Paper 522-a The Borders of Time: The Medieval Year and Social Cohesion
(Language: English)
Sarah Bridget Lynch, Classical & Medieval Studies, Bates College, Maine
Index Terms: Daily Life; Mentalities; Social History
Paper 522-b Medieval Borders of Politics
(Language: English)
Julien Le Mauff, Laboratoire d'Etudes sur les Monothéismes, (LEM - UMR 8584), École Pratique des Hautes Etudes, Paris
Index Terms: Philosophy; Political Thought
Paper 522-c Unbelievers, Heretics, and Atheists: Drawing Borders between the Terms
(Language: English)
Keagan Joel Brewer, Department of Media, Communications, Creative Arts, Language & Literature, Macquarie University, Sydney
Index Terms: Ecclesiastical History; Mentalities; Religious Life
 
AbstractPaper -a:
Borders and divisions defined the medieval year, much like the modern year. It was criss-crossed with shorter periods that coincided with everything from the agricultural to the liturgical year. Specific festivals marked the beginning and end of these phases, resulting in vivid celebrations that punctuated the medieval year.
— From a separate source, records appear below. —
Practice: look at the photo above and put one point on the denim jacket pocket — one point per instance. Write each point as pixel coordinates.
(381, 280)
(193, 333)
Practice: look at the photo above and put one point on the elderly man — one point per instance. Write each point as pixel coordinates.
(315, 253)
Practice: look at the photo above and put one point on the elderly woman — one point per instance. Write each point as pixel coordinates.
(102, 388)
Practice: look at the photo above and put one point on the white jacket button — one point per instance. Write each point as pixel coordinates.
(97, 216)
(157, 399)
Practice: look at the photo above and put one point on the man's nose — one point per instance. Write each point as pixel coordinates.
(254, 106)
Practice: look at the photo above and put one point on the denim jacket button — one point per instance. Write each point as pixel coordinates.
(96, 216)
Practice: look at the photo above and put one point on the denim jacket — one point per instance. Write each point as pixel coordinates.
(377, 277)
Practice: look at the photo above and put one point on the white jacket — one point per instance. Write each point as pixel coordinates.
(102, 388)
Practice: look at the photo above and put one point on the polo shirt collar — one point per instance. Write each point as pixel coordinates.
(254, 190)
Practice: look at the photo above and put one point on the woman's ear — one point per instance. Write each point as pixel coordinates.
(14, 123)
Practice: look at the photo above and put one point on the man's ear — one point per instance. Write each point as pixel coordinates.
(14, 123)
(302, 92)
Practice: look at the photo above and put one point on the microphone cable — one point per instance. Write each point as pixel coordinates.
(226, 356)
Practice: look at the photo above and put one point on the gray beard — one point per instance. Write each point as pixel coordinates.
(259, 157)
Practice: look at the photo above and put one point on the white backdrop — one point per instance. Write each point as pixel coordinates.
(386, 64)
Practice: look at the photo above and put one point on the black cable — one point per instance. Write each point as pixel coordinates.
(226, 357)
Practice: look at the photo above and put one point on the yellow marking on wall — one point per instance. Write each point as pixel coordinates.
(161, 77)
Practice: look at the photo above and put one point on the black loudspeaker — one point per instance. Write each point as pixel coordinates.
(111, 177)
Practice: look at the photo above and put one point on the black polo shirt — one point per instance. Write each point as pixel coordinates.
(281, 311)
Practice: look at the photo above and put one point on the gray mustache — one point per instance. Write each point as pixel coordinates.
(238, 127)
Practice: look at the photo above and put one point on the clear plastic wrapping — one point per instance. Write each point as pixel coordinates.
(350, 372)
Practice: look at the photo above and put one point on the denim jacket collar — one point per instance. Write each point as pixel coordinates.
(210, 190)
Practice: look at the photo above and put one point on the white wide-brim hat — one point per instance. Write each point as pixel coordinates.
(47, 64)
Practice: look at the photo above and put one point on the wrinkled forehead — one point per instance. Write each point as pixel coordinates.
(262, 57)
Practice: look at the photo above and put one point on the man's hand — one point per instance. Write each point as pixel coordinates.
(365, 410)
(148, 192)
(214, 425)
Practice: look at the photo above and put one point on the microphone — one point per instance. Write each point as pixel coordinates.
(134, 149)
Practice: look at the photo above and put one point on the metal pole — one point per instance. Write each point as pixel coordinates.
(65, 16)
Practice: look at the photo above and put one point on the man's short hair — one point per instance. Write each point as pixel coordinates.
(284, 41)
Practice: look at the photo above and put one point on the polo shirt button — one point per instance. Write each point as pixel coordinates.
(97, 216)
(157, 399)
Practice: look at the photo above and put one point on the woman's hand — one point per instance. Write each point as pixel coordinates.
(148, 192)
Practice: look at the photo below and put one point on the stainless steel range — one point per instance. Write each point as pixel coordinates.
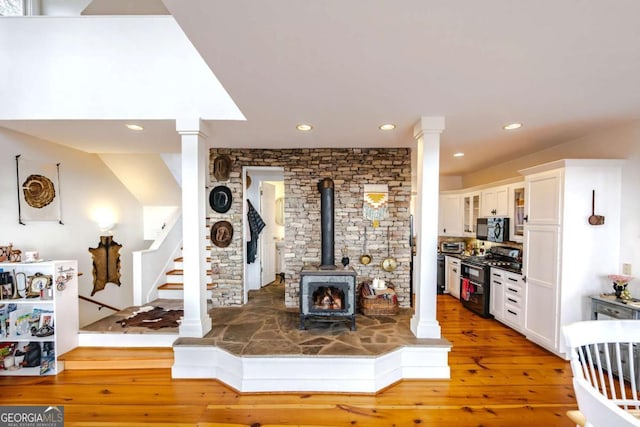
(475, 292)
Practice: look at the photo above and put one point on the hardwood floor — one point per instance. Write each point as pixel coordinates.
(498, 378)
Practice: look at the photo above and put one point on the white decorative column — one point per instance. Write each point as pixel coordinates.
(195, 166)
(427, 134)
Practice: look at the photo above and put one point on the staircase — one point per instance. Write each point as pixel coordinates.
(173, 288)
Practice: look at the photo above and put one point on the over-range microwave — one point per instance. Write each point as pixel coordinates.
(493, 229)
But these annual symbolic borders were not just a means of keeping time. This paper will argue that the format of the medieval year as defined by its festivals was a construct used by medieval communities to express their collective identities and to help create and maintain them. It will demonstrate that festive traditions across later medieval Western Europe, from boy bishop celebrations to carnival to the circuits of courts, manufactured group feeling both by bringing communities together and by giving space to licit forms of dissent and rebellion.

Paper -b:
In his book Les Bords de la politique, Jacques Rancière delineated the 'limits' of politics, not as the 'exercise of power' but as a specific mode of existence, warning against 'reducing politics to the state'. This paper will explore its late medieval 'borders'. What did Aquinas mean when he divided politica in two parts (regnativa and commune)? What was the 'science de politiques' (Oresme)? Various definitions exist of the political community (communitas perfecta, corpus reipublicae), and the borders of 'the political' (Schmitt) were also specified, as the definition of the civic community led to physical borders and to the exclusion of perceived strangers.

Paper -c:
This paper considers the theoretical and philosophical differences between the terms for unbelief in contemporary English and medieval Latin. The lack of direct correlate for modern 'atheism' in medieval Latin raises questions of linguistic determinism (could a medieval person be an atheist without self-selecting the label?), however the historical record preserves a varied vocabulary with which medieval Europeans expressed contemplation, acceptance, or repudiation of the possibility of God's non-existence. The paper will consider medieval terminological definitions from a variety of sources (primarily theological), then explore case studies of medieval unbelievers to demonstrate the methodological difficulties of applying specific labels retrospectively.